A click track is one of the most useful tools available in the recording studio. For many years it has helped musicians to gain a rhythmic tightness whilst multi tracking, as well as being used in Film and T.V. for the purpose of synchronizing music with on screen action. It can however be a restriction when attempting to record any piece of music which requires rubato (nicely summed up as ‘the temporary manipulation of the rhythmic pulse, to allow an expressive quickening or slackening, but without affecting the overall pace’).
Recently I was asked to arrange a waltz from a famous 19th century opera, to be included in a feature film. When listening to a magical performance of it by The Royal Philharmonic Orchestra under the great Sir Thomas Beecham, it left me wondering what the secret of their magic was. Before the main theme is even stated, a short introduction accelerates towards fanfare-like chords, ending with a dramatic pause. The melody then melts in tenderly and engages the listener with the contrast already presented (like entering a warm room on a chilly day). The piece crescendos and subtly speeds up through its sequences of ascending scales. This is contrasted with a much more extrovert and bold second subject, whose character is confident and metronomic. But it is clear that the sensitive (almost insecure) first subject of the Valse is given a slightly different speed and tonal shade depending on the key it is played in. The contrasts of the push and pull in the tempo conjure up different emotions in the listener; whereas the first and second themes are given entirely different characters, like actors in a play.

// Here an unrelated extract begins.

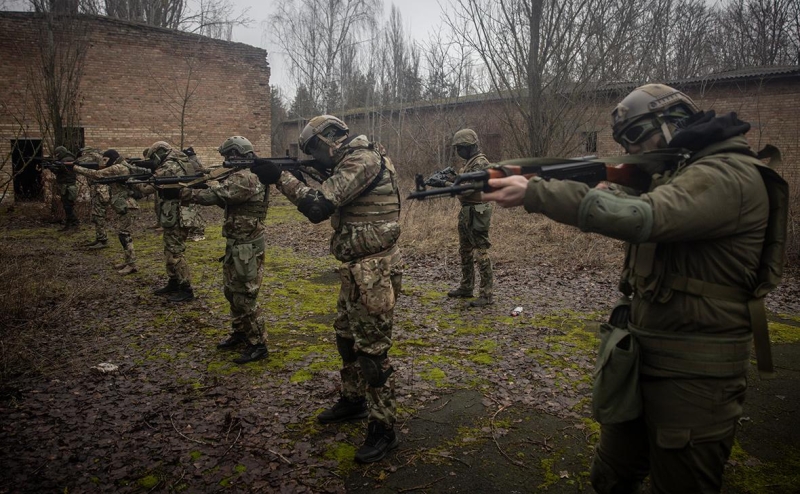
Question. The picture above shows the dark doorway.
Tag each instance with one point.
(27, 175)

My brief as a string arranger was to orchestrate the piece for string sextet and to try and capture some of Beecham’s magic through his skilled use of rubato. When we came to the studio, this was without doubt a challenging piece to record with a click track (for the combination of 2 violins, 2 violas and 2 cellos), as everything had to flow organically, yet move around the click track without deviating a single beat. The inner parts that often have the job of providing the second and third beats of the waltz were the trickiest of all as these had to lend stability to the dance without sounding rigid. The whole track will accompany dancers in the film and my hope is that they will feel completely comfortable dancing to the track, without any of the lilting quality being lost.